Personal information
- Born: November 9, 1989 (age 36) Washington, D.C.
- Nationality: American
- Listed height: 6 ft 8 in (2.03 m)
- Listed weight: 229 lb (104 kg)

Career information
- High school: Central (Washington, D.C.)
- College: St. Bonaventure (2009–2014)
- NBA draft: 2014: undrafted
- Playing career: 2014–2017

Career history
- 2014–2015: Aris Leeuwarden
- 2015: Njarðvík
- 2016: ZZ Leiden
- 2016–2017: Orchies

Career highlights
- DBL All-Star (2015);

= Marquise Simmons =

American basketball player

Marquise Simmons (born November 9, 1989) is an American former professional basketball player.
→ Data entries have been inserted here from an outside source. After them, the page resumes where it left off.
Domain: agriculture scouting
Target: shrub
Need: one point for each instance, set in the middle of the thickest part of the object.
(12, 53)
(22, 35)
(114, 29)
He played collegiately in the Atlantic 10 Conference for the St. Bonaventure Bonnies.

==Professional career==
Simmons turned professional in 2014, when he signed his first contract with Aris Leeuwarden.

In 2015, Simmons signed with Njarðvík of the Icelandic Úrvalsdeild karla. He was released by the club in December 2015. In 9 league games, Simmons averaged 18.7 points and 11.4 rebounds.

On January 11, 2016Simmons signed with Zorg en Zekerheid Leiden.